Roasted Pork Belly Buns

Roasted Pork Belly Buns

Normally “gua bao” is made with melt in your mouth fatty braised pork, with cilantro and crushed peanuts for traditional Taiwanese fare. That will probably be a recipe for another day. Instead, this is a simple roasted pork belly, spiced and done in the air fryer until the edges are crisp, on home made buns. The recipe for the buns is the same as for man tou, just in a different shape. You can make a lot and freeze, or you can use store bought ones and just reheat.
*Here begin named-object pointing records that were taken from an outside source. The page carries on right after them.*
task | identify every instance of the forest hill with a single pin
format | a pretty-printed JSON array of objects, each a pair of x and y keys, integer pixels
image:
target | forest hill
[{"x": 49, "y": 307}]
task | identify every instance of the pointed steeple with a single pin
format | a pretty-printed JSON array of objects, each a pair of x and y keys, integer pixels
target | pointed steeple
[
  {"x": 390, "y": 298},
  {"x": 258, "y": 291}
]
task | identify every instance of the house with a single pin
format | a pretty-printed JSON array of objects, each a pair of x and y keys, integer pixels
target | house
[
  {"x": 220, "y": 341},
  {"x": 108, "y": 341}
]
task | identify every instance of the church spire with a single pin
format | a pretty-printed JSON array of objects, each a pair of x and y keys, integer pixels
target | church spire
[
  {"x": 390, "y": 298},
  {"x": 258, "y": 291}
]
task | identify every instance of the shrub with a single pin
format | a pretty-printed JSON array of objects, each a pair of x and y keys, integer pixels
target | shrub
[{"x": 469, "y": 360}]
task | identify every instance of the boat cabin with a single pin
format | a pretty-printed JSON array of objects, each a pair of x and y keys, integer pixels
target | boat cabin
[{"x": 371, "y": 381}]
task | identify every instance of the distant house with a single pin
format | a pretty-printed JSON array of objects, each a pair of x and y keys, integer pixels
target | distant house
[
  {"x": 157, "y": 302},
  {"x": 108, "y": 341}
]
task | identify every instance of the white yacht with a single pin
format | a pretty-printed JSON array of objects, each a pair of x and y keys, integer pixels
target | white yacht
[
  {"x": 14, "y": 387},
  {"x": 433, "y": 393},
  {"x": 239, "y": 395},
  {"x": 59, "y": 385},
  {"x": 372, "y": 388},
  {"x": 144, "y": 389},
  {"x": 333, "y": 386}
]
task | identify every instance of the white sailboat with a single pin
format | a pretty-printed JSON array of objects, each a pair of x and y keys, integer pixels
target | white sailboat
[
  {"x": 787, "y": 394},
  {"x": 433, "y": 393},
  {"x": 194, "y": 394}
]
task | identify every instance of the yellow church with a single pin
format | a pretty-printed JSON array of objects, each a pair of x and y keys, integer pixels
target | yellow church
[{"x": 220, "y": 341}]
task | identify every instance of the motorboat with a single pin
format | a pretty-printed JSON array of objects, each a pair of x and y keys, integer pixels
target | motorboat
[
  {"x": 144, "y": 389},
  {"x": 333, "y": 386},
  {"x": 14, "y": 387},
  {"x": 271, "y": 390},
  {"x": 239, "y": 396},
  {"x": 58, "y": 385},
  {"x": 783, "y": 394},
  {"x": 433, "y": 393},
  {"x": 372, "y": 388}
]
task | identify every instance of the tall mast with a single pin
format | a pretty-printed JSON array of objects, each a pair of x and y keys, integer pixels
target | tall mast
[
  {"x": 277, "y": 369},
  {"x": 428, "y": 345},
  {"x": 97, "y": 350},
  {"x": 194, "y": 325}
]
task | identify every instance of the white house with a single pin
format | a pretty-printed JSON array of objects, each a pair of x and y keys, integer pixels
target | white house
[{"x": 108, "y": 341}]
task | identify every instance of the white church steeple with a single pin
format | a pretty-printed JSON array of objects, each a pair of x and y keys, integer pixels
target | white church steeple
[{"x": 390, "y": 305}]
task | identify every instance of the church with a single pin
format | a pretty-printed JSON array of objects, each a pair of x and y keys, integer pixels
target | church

An oddity about this is that while Tian Mian Jiang is often called “sweet bean paste”, the actual condiment most often has no beans, and should be more accurately translated as sweet wheat paste. If you don’t like it spicy, julienned cucumbers is a great substitute.

Ingredients

  • 6 gua bao buns, warm
  • 12 three inch slices pork belly (two for each bun)
  • Salt and pepper to taste
  • 1 teaspoon sesame oil
  • 1 teaspoon soy sauce
  • 1/4 teaspoon five spice powder
  • 1 teaspoon shao xing wine (or rice wine/sake/sherry, if you don’t have)
  • Tian Mian Jiang/sweet bean (wheat) paste
  • Sliced jalapeno peppers or cucumbers
  • Sliced scallions
  1. Combine sesame oil, soy sauce, five spice powder, shao xing wine, and salt and pepper in a bowl. Marinate the pork belly while you prepare the buns and slice the scallions and jalapenos/cucumbers.
  2. Fry in the air fryer at 375 degrees Fahrenheit for 15 minutes, or until crispy on the edges. Your time may vary if you use a conventional oven.
  3. Smear the warm buns with the sweet bean paste, add two slices pork belly, jalapeno, and scallions. Serve hot.